While certain shows struggle to find an audience or reach critical mass, the Law & Order franchise, in particular, has seeped into the national subconscious. “That doesn’t happen anymore because the structure of how people consume television has changed completely,” he says, adding that he hopes that the Chicago franchise will be able to achieve the same. “As we move into the future, it’s going to become more and more unique.”
But what also separates the Law & Order franchise is the quality. Law & Order and SVU have earned a combined 12 Emmy awards, while SVU had a historic run of back-to-back nominations in the Outstanding Guest acting categories from 2000 to 2010, only missing out in 2001 and 2006.
“A-level work is not a hope, it’s an expectation,” Wolf says of what sets his shows apart, adding that the biggest challenge “if you’re doing what I modestly call A-level television, is quality control.” In fact, he points to the writing, which has served as the foundation for all of his series, as the source of its longevity. “That has never changed… it’s always the writing.”
Of course, the branding doesn’t hurt. For Law & Order’s part, it’s a franchise that has existed since 1990. “First of all, I’m obviously a huge fan of branding,” Wolf, a former advertising copywriter-turned-screenwriter, says when it comes to the creation of each new series under the umbrella of its respective franchise, whether it’s Chicago Justice or Law & Order: True Crime. “It tells people that you’re working at a specific level. If it says Law & Order, you’re not going to be disappointed.”
“It’s why ‘Chicago’ is the first word in all the Chicago shows. If you like one, you’re probably not going to hate the others,” he says matter-of-factly.
“We use what we know are comfort zones for the audience,” Wolf says, pointing to the now-iconic “ching chings” -- or “chung chungs” or “dun duns,” depending on who you ask to recreate Law & Order’s signature sound -- that will be part of True Crime, the first nonfiction scripted series of the Law & Order franchise. “Anywhere in the world you go at this point, you can go, ‘Dun dun,’ and people know exactly what you’re talking about,” Anika Noni Rose, a one-time guest star on SVU, says in a separate conversation about the franchise, further cementing Wolf’s point.
When it comes to True Crime, an eight-episode anthology series focused on Lyle and Erik Menendez, brothers convicted in 1996 of killing their parents, Wolf says other familiar parts will be there. Steven Zirnkilton, the voice of the franchise who provides the opening narration, will do the same for this series, and Mike Post will compose a variation on the familiar theme music. The major difference that sets True Crime apart is the last line of narration, which will read: “Everything you see is true.”

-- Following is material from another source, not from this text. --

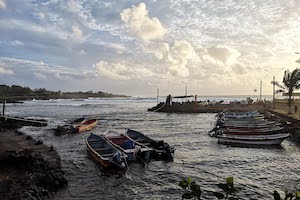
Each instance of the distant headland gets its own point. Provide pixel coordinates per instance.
(15, 94)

Wolf says adding a true-crime series to his fictional-yet-ripped-from-the-headlines franchise will make sense to the audience. “It’s not a documentary, so you’re going to have actors saying the lines,” he says, adding that this series will feature higher-profile talent, including Emmy winner Edie Falco, who NBC just announced will portray defense attorney Leslie Abramson. In a statement, Wolf said, “[She] will knock the role out of the park.”
Admittedly, expectations for True Crime are high, especially with the genre reaching peak frenzy thanks to the Netflix docuseries Making a Murderer and FX’s American Crime Story. But Wolf has the utmost confidence in writer and executive producer Rene Balcer, who developed Law & Order: Criminal Intent and worked on several of the spinoffs. “Rene is, utmost unquestionably, the best pure procedural crime writer in the last 20 years,” Wolf says. Coincidentally, Balcer’s first Law & Order writing credit was the 1991 ripped-from-the-headlines episode “The Serpent's Tooth,” inspired by the Menendez case.
While Wolf now largely serves as the man behind the curtain of his ever-growing TV empire, he does still enjoying writing from time to time, often working with different showrunners to develop story ideas. “I like doing them and turning them over,” he says, adding with a chuckle: “If I can actually get my ideas made, it’s fabulous.”